The US experience is illustrating a divergence of opinion. Whilst there have been a string of court cases in the last two years that have held that ‘typical’ computer fraud provisions do not extend to losses resulting from this type of fraud, more recent cases are emerging with a differing point of view.
The most recent case to grab the headlines is the decision last year (which is currently under appeal) in Medidata Solutions Inc v Federal Insurance Company. In July, a federal judge in New York awarded summary judgment against Chubb (and in favour of its insured Medidata) for the $4.8million loss Medidata suffered after it was tricked into wiring funds to a fraudulent account.
The claim arose after employees in Medidata’s finance department were deceived into transferring that amount to a Chinese bank, based on emails that falsely appeared to come from the company’s president. Federal Insurance Company, a unit of Chubb Corp, insured Medidata under a policy providing coverage for (amongst other things), computer fraud, forgery and funds transfer fraud.
The claim was denied by the insurer on a number of bases, including that there had been no manipulation of Medidata’s computers and Medidata “voluntarily” transferred the funds. However the court agreed with Medidata that:
- the fraudsters changing of the code in the emails (to alter the sender’s address and include the executives’ pictures, email addresses and signatures) amounted to a change or manipulation of the “data” in their computer systems; and
- the chain of events causing the loss began with the receipt of a spoofed email (purportedly from Medidata’s president), and that but for this email the employee would not have “voluntarily” transferred the funds.
The court said the manipulation of code in the email messages amounted to the kind of “deceitful and dishonest access” required to trigger cover under the policy. A sufficient causal nexus was established between the fraudulent conduct and the resulting transfer to trigger a claim under that policy.
In contrast, a New Jersey district court in November granted an insurer’s application to deny similar cover. This time, cover was sought by Postco Daewoo America Corporation under a computer fraud insuring clause in a crime insurance policy.
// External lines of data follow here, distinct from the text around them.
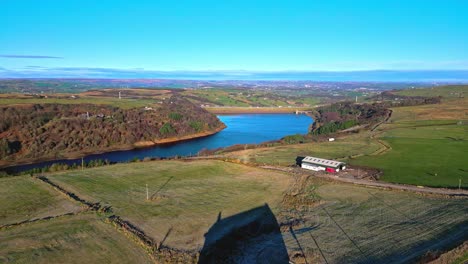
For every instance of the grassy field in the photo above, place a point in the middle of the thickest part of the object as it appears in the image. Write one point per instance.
(447, 92)
(245, 98)
(362, 225)
(356, 144)
(71, 239)
(428, 145)
(185, 197)
(125, 103)
(24, 198)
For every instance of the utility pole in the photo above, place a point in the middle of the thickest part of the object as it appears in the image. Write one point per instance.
(147, 192)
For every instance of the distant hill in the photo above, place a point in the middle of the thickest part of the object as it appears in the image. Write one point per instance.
(33, 132)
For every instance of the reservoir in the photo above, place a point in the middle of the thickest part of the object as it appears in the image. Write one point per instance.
(241, 129)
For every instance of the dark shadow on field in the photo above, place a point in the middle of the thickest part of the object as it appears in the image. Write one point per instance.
(252, 236)
(421, 252)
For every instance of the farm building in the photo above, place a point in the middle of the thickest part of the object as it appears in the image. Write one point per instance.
(318, 164)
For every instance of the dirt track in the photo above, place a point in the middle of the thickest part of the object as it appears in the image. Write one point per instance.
(384, 185)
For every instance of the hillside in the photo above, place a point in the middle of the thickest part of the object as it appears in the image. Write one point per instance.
(34, 132)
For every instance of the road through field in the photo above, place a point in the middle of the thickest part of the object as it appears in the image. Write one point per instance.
(385, 185)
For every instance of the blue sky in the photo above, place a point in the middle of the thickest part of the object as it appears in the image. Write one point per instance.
(292, 35)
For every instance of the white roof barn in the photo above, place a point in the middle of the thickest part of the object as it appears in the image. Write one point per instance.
(324, 162)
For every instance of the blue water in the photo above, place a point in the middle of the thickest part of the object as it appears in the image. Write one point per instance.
(241, 129)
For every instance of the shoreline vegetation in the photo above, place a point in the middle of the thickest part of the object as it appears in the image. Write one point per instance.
(137, 145)
(47, 132)
(255, 110)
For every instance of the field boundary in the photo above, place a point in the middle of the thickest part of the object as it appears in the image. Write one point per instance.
(380, 185)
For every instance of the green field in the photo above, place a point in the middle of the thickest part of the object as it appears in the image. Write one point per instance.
(71, 239)
(185, 197)
(452, 91)
(363, 225)
(342, 148)
(123, 103)
(430, 152)
(244, 98)
(23, 198)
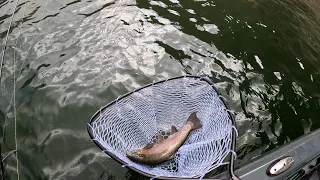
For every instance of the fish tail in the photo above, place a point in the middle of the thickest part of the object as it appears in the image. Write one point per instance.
(194, 121)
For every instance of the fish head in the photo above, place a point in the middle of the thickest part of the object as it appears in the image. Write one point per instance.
(136, 155)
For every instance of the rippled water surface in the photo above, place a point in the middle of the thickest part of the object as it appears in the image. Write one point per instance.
(69, 57)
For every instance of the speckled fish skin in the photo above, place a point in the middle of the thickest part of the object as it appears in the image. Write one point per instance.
(163, 150)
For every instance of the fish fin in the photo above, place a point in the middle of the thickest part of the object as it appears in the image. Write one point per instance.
(173, 129)
(148, 146)
(160, 139)
(194, 121)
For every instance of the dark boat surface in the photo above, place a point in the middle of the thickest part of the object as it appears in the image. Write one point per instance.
(306, 165)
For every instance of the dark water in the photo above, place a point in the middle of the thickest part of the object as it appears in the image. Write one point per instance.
(71, 57)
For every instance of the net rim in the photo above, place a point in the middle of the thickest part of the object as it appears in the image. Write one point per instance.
(114, 157)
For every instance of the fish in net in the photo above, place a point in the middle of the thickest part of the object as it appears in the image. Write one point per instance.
(139, 117)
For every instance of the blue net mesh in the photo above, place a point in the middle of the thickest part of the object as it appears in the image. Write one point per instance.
(136, 119)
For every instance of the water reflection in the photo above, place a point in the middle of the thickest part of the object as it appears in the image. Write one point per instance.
(76, 56)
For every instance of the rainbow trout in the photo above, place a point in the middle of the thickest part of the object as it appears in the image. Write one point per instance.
(163, 150)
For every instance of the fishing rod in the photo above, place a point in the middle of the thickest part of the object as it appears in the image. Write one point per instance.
(1, 166)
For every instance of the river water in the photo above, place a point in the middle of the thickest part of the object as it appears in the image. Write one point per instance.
(69, 57)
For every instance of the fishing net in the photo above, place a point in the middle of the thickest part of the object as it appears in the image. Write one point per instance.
(135, 119)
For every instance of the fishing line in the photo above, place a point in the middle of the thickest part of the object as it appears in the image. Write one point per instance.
(20, 71)
(6, 40)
The facts differed from Medidata in that Daewoo did not seek indemnity for money transferred out of its own accounts. It sought cover for amounts that had been designated for payment to Daewoo by a third party supplier (Allnex), but had been stolen from that supplier after a criminal impersonated a Daewoo employee. The court in this case held that the crime policy did not cover the lost sums, because Daewoo did not “own” the money stolen from the supplier.
And in a 2018 application filed in an American appeals court, American Tooling Centre Inc has argued for the reversal of a 2017 decision which found it had no insurance cover under its crime policy for the $800,000 it lost after a false email tricked its employees into wiring that amount to a fraudster.
The earlier court had found that the insurance policy did not provide cover because the insured did not suffer a “direct loss” that was “directly caused by computer fraud”. It placed weight on intervening events, (such as the insured’s verification of production milestones, authorisation of the transfers and initiating the transfers without verifying the bank account information), as evidence of a lack of directness or direct causal connection between the loss and the use of a computer.
Whilst we will continue to watch with interest, a few home-truths are already evident.
Firstly, as with all coverage disputes, the ultimate outcome will always depend upon the particular wording of the policy and the specific factual matrix of the claim under consideration. These cases should serve as a timely reminder for Australian policyholders to carefully review the scope of cover available to them under their crime and cyber policies for social engineering and other fraudulently-induced losses.
Secondly, the Medidata decision in particular involved extensive evidence and expert forensic and IT opinion being produced and exchanged by the parties on the manner in which the fraudsters actually manipulated Medidata’s computer systems. It’s a great reminder of the complex factual and technical questions that can arise in these types of policy arguments, and the cost these disputes can attract.
 See Apache Corp. v. Great Am. Ins. Co., (5th Cir. 2016); Pestmaster Servs., Inc. v. Travelers Cas. & Sur. Co. of Am., (9th Cir. 2016); Taylor & Lieberman v. Fed. Ins. Co., (9th Cir. 2017).